- Schematic representation of a generic salivary gland structure

Details
- Pronunciation: /ˈsæl.əˌver.i ˈsɪr.əs sel/
- System: Digestive system
- Location: Salivary glands (mainly parotid and submandicular)
- Shape: Pyramidal
- Function: Protein-rich saliva secretion

= Salivary serous cell =

Watery-saliva producing cells of the salivary glands

Serous acinar cells of the salivary glands, or more concisely, salivary serous cells, are cells that produce watery, enzyme-rich saliva. Together with salivary mucous cells, these cells secrete most of the fluid that becomes saliva. The term Serous refers to the fact that the fluid produced is thin and watery like serum (blood plasma without clotting proteins).

== Secretion of saliva ==

In the salivary glands, fluid is primarily secreted into small cavities surrounded by a small clusters of 8-12 cells, called an acinus (plural: acini), and these cells are often referred to as acinar cells. In the acini of the salivary glands, the serous acinar cells secrete a watery fluid with a high concentration of proteins such as enzymes (like α-Amylase) and anti-microbial proteins (like lactoperoxidase), unlike the mucous acinar cells, which produce thicker mucus-rich fluid. After secretion, the secreted fluid passes through a series of ducts which are lined with cells that further modify its composition and eventually release the finished saliva into the mouth.

== Location in the body ==

Major salivary glands in humans

In humans (and rodents), there are 3 major paired salivary glands and ~600-1000 smaller minor salivary glands. Serous acinar cells are primarily found in the parotid gland and the submandibular gland, while they are almost completely absent in the sublingual gland and most of the minor glands.

The parotid gland is the largest of the salivary glands, and possesses acinar cells that are almost exclusively of the serous type. It produces around 50% of human saliva to help with digestion when stimulated, but only about 20% of saliva when resting. Consequently, the saliva it produces is watery and full of the enzyme α-Amylase, which helps break down carbohydrates.

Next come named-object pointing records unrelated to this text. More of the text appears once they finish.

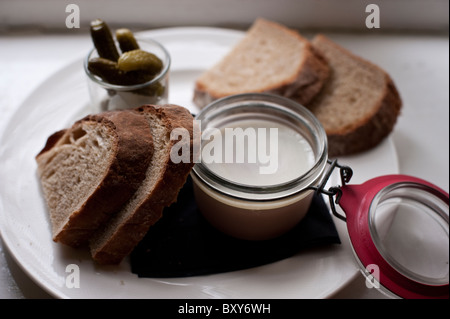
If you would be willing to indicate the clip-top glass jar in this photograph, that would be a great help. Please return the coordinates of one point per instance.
(241, 186)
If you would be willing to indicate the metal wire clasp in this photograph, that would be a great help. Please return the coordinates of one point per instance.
(346, 174)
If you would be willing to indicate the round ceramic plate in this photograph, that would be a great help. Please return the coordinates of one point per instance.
(24, 223)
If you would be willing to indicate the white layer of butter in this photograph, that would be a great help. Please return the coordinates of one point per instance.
(257, 152)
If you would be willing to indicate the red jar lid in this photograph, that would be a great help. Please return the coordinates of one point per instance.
(399, 225)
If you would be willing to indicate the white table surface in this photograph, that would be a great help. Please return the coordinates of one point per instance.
(418, 64)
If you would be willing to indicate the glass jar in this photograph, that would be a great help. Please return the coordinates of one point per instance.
(261, 154)
(105, 96)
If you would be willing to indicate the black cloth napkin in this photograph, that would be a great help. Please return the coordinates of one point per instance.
(182, 243)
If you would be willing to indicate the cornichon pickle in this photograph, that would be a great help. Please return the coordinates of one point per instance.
(126, 39)
(108, 71)
(140, 60)
(103, 40)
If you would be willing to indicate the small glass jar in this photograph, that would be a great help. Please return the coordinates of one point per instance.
(250, 197)
(105, 96)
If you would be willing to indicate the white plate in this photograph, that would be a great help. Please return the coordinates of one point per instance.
(24, 224)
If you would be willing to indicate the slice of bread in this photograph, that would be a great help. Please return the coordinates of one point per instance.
(160, 188)
(270, 58)
(359, 104)
(90, 170)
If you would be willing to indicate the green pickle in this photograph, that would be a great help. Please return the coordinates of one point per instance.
(103, 40)
(140, 60)
(133, 66)
(126, 39)
(108, 71)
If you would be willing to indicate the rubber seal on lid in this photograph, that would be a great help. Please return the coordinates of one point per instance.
(400, 224)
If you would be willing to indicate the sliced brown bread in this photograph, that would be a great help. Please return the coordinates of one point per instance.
(359, 104)
(90, 170)
(160, 188)
(270, 58)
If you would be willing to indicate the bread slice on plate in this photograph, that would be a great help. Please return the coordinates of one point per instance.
(160, 188)
(270, 58)
(90, 170)
(358, 105)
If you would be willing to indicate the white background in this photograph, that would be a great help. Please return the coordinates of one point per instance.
(412, 45)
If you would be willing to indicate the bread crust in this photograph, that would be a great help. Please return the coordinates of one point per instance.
(131, 231)
(306, 82)
(129, 159)
(369, 131)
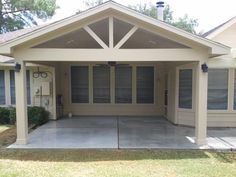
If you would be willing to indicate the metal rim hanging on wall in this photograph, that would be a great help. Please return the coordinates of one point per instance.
(42, 74)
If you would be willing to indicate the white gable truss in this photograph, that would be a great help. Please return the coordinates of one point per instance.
(178, 43)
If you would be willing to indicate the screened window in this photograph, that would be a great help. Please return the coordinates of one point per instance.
(101, 84)
(2, 88)
(185, 88)
(123, 84)
(12, 87)
(28, 87)
(79, 84)
(145, 84)
(218, 89)
(234, 89)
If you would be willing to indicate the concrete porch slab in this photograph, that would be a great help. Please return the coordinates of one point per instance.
(125, 133)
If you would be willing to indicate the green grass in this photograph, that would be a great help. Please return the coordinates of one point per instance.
(113, 163)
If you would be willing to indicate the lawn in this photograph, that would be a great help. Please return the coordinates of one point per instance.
(117, 163)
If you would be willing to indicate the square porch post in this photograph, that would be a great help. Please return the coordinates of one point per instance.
(201, 106)
(21, 105)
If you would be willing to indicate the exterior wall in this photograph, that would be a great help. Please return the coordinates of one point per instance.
(186, 116)
(112, 109)
(47, 101)
(216, 118)
(171, 111)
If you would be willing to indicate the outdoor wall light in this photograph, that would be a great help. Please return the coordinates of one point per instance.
(204, 68)
(17, 67)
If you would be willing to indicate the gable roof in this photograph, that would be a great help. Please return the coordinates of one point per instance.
(215, 31)
(7, 45)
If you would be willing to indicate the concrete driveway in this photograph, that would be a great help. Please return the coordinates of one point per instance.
(124, 132)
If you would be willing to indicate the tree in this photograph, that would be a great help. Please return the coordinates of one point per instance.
(151, 10)
(185, 23)
(16, 14)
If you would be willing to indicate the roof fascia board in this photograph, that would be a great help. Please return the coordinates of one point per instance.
(122, 9)
(56, 25)
(198, 39)
(221, 29)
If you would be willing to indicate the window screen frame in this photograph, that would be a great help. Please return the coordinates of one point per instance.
(228, 94)
(154, 84)
(132, 87)
(234, 90)
(89, 84)
(178, 88)
(28, 87)
(112, 85)
(4, 80)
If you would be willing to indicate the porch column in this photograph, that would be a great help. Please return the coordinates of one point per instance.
(21, 105)
(201, 106)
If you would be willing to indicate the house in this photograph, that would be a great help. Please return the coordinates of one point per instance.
(111, 60)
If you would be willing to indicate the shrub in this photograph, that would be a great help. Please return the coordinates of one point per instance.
(37, 115)
(4, 116)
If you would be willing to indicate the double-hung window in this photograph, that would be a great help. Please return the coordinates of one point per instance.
(185, 88)
(12, 87)
(2, 88)
(145, 84)
(123, 84)
(101, 84)
(112, 83)
(218, 89)
(234, 89)
(80, 84)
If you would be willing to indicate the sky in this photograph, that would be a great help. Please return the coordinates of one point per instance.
(210, 13)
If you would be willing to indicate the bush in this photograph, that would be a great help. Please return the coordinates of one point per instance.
(36, 115)
(4, 116)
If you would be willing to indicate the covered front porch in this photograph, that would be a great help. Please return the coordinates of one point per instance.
(124, 132)
(111, 61)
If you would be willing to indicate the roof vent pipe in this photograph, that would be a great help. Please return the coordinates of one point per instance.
(160, 10)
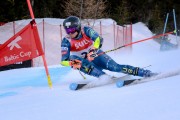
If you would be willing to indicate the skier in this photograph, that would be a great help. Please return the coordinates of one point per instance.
(80, 49)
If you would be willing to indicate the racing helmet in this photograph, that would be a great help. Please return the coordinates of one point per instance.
(72, 24)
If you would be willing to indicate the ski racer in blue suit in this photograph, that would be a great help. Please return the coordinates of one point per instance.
(80, 49)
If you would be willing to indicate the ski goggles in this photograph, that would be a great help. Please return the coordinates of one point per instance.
(70, 30)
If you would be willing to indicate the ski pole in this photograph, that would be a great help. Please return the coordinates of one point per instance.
(137, 42)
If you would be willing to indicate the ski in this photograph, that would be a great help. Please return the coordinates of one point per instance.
(123, 81)
(119, 83)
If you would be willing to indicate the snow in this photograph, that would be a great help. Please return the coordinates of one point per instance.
(24, 94)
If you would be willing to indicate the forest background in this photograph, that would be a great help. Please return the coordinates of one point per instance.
(151, 12)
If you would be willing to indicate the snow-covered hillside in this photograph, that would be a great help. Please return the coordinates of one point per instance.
(24, 94)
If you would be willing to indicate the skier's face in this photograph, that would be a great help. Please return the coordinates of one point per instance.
(73, 35)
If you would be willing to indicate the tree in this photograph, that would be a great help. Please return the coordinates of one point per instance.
(122, 15)
(85, 9)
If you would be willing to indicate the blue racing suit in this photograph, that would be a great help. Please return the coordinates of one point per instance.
(72, 49)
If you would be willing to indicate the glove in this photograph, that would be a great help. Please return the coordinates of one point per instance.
(92, 54)
(75, 64)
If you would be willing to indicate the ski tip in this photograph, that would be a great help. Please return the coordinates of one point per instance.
(119, 83)
(73, 86)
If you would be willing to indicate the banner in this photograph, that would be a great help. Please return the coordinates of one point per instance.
(24, 45)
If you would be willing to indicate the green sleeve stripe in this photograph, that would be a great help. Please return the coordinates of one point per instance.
(97, 43)
(65, 63)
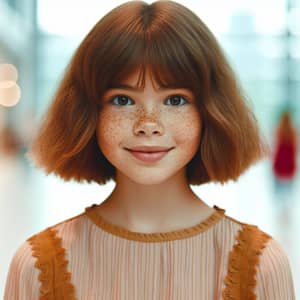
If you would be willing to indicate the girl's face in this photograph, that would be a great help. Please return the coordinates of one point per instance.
(152, 116)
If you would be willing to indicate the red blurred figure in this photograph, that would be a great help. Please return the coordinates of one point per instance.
(285, 155)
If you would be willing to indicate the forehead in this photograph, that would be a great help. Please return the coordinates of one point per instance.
(141, 76)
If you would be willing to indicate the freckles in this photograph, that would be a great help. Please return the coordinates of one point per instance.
(187, 128)
(109, 127)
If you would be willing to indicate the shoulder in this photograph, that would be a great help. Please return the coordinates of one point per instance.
(22, 261)
(22, 279)
(239, 234)
(257, 258)
(61, 229)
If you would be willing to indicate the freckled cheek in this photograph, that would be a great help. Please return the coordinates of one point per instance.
(187, 130)
(111, 130)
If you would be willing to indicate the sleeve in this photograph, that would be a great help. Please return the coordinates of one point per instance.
(22, 280)
(274, 276)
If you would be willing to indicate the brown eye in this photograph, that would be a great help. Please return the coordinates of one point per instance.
(176, 100)
(120, 100)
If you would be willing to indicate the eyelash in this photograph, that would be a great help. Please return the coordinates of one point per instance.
(169, 97)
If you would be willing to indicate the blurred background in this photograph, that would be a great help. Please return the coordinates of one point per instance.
(261, 39)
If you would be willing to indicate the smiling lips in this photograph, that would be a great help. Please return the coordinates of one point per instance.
(149, 153)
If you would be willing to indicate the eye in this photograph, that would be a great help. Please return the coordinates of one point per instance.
(120, 100)
(176, 100)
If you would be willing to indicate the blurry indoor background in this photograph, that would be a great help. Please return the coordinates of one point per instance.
(261, 38)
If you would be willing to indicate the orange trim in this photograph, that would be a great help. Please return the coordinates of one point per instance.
(114, 229)
(54, 277)
(242, 263)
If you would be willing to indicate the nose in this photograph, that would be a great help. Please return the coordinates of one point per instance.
(148, 126)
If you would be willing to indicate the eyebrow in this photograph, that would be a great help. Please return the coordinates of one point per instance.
(124, 86)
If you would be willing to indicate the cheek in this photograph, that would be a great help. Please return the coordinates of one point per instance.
(109, 130)
(187, 129)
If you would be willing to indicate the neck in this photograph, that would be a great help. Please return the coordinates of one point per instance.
(153, 207)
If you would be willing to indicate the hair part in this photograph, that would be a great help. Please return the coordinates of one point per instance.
(179, 50)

The submandibular gland produces the majority (~65%) of saliva in the resting state. It has a mix of serous and mucous acinar cells, and so the saliva it produces is thicker and full of mucus. In the submandibular gland, some acini are predominantly serous acinar cells (serous glands) or predominantly mucous acinar cells (mucous glands), while others are a mix (seromucous glands).

The other salivary glands produce the last ~10% of saliva, and mainly possess mucous acinar cells. An exception is the set of Von Ebner glands, minor salivary glands located in the tongue that are primarily serous glands.

== Cell structure ==
Serous acinar cells are roughly pyramid shape, with the apex of the pyramid pointing towards to the center of the (roughly spherical) acinus. Inside of the cell on the side with the apex, there are specialize saliva-material containing structures called secretory granules. Compared to mucous acinar cells, their nuclei is more round, and centrally located.

== Example secreted proteins ==

- α-Amylase (1A, 1B, 1C) – breaks down carbohydrates, especially starch.
- Lactoperoxidase – reacts with thiocyanate ions to produce antimicrobial molecules.
- Proline rich proteins
  - Basic (1, 2, 3, 4)
  - Acidic (1, 2)
  - Proline-rich protein 4 (PRR4) – Also produced by lacrimal acinar cells
- Histatin (HTN1, HTN3) – have a variety of roles from inhibiting fungus growth, acting as precursors for enamel, and promoting wound healing.
- Statherin – helps stabilize saliva and prevent calcium precipitation.